Space tourists considering buying extra flight insurance in Canada, meanwhile, may be out of luck.

"I'm not aware of any Insurance Bureau of Canada companies currently offering a product for 'space tourism,"' bureau spokesman Steven Kee said in an email.

An interior view of the Blue Origin Crew Capsule mockup at the 33rd Space Symposium in Colorado Springs, Colorado, United States April 5, 2017. (Isaiah J. Downing/Reuters)

"I'm sure the companies providing these services are building insurance into the price of the trip."

Kee said any coverage would likely be similar to the life insurance policies for skydivers — "very expensive."

More options

Canada can already boast of one extravagant space tourist. Cirque du Soleil founder Guy Laliberte paid about $35 million US for a 12-day visit to the International Space Station in 2009.

Houston-based Orion Span plans to launch what it calls the world's first luxury space hotel in 2021. On its website, it boasts the luxurious accommodation called "Aurora Station" will host six people at a time. If all goes according to plan, its first guests will arrive in 2022. It will cost $9.5 million US per person for a 12-day journey.
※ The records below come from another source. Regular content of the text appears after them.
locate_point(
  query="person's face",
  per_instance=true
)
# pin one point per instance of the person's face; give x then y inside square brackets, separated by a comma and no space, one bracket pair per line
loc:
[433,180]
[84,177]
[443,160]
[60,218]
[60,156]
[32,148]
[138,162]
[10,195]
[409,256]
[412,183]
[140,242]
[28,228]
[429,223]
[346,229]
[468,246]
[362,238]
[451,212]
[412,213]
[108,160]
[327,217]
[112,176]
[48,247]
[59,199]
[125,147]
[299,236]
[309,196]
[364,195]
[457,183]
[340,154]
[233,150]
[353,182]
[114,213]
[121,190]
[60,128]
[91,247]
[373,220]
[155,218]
Canadian circus billionaire Guy Laliberté kept up the cheer after landing in a Russian Soyuz space capsule in northern Kazakhstan on Sunday. ((Yuri Kochetkov/Reuters))

One of the least expensive space tourism flights would be inside a capsule suspended below a helium-filled balloon.

World View Enterprises Inc. of Tucson, Ariz., is advertising low-cost "Voyager" flights about 30 kilometres up into the stratosphere in an eight-passenger gondola. The ticket price is reportedly $75,000 US.

If space enthusiasts simply want to experience weightlessness, they can always pay about $5,000 US for a flight with Zero Gravity Corporation, a company in Arlington, Va.

It uses a specially modified airplane for the atmospheric adventure. The price does not include travel or lodging.

"We have a lot of Canadians fly with us on our zero gravity flights," Terese Brewster, CEO of Zero Gravity Corporation, told The Canadian Press in an email.

The late Stephen Hawking, who went up in August 2007, was among about 15 celebrities who have already floated on board one of the company's flights.

The company says children as young as eight are allowed and that flyers as old as 93 have participated.